Oprah recently unveiled her Ultimate (and ultimately final) Favorite Things (UFT). In yesterday's post, we briefly summarized the history of this segment and the incredible revenue generation and exposure getting selected yields for a company. In 2008, The Oprah Winfrey Show toned down this segment in response to the sharp economic downturn. In 2009, the segment was canceled all together, presumably for the same reason (though the producers weren't explicit). This year, economic woes were forgotten as audience members received a haul worth nearly $47,000. Cue to shots of recipients losing it.
There are several things at play here.
1. Giving is fun. And no one is having more fun giving than Oprah. She wildly gesticulates, she enthusiastically sing-talks (it's yoooooooouuuuuur favorite thiiiiiinnnngsss!) and she interacts with the audience in a way that makes you feel like you're at a party. A party where you get a bunch of dazzling free stuff.

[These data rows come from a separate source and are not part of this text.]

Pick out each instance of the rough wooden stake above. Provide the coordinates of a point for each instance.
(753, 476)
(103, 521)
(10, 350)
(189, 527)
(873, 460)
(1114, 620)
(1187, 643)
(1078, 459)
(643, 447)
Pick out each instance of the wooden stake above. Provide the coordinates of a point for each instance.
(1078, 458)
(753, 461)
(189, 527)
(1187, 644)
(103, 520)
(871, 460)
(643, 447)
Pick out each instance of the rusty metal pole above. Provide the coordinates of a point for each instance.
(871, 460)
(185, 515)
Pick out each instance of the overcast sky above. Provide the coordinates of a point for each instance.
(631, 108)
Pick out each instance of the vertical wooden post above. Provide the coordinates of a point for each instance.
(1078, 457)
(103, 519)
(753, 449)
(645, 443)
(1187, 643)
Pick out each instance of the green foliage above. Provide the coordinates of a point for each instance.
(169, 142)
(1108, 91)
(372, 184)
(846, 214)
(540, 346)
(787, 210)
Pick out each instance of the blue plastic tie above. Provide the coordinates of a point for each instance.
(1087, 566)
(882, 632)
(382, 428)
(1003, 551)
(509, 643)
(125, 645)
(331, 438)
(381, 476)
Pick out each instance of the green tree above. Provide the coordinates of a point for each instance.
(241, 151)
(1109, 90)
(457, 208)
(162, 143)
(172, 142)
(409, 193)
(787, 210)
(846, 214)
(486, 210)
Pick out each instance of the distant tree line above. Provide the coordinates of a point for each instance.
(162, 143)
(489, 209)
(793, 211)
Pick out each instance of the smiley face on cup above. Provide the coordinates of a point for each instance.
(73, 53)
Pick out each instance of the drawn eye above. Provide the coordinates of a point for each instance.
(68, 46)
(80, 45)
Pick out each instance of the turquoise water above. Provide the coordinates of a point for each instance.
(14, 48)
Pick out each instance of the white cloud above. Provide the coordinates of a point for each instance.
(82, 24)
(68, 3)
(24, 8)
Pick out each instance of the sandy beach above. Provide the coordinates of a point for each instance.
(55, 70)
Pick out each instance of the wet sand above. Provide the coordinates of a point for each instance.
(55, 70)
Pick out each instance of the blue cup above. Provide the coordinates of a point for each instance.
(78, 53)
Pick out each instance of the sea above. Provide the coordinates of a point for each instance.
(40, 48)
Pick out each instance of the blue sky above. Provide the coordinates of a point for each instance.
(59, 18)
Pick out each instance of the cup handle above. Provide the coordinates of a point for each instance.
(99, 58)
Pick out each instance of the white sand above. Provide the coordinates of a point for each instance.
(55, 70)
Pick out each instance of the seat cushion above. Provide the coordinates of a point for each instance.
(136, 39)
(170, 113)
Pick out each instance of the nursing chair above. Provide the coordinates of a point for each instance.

2. But the message is supposedly about giving back. There were two episodes devoted to UFT this year and in both, Oprah tricks the audience into thinking it's about giving back. She relays that audience members were people who were nominated and selected as "hometown heroes"–those who have made a difference in their communities. But instead of giving to the causes or organizations that audience members supported, she gives stuff to the people who were active in their support. Is there anything wrong with this? Absolutely not. But does the message of "giving back" get lost? Absolutely yes.
3. This feeds into our entitlement culture. There is no shortage of research or philosophical pondering about the pervasive sense of entitlement in American culture, and Oprah contributes to this. When she received the Kennedy Center Honor earlier this month, she was asked what it meant to her. "It means that all of the hours and all of the sacrifice and all of the lack of balance and all of the giving, giving, giving, giving to other people and not taking time for yourself actually paid off because some people were actually paying attention." Certainly recognition is important, but has Oprah really suffered from lack of recognition? I'm not even sure if Oprah is conscious of this, but she puts that "I deserve this" (starts at 1:07) message out there and it feeds into our own feelings of entitlement, as does the Favorite Things series.
A local Wisconsin news station caught up with an UFT audience member and interviewed her on the phone. She said, "I'm so thankful and grateful for what God put me on this earth for, is to help the elderly to help anybody, and for, give it to God because I have been repaid this week." Again, there's nothing wrong with recognizing people who do good, but the message here is that giving back should be rewarded with, or even replaced with, material gain.
4. Still, there is giving going on. While the vast majority of Oprah's Favorite Things have been consumer products big and small, she has done much to promote giving. One example is through Kiva, is a micro-financing organization that links donors with micro entrepreneurs in developing countries. Nearly since its inception, Oprah has promoted the organization and this year named Kiva as one of her Favorite Things. As a result, donations have spiked considerably. We'll focus fully on Oprah's philanthropic pursuits in tomorrow's post.
Oprah ends the final UFT by asking, "Has this been a wild ride?" It sure has, but you know what would have made it even wilder? Bees!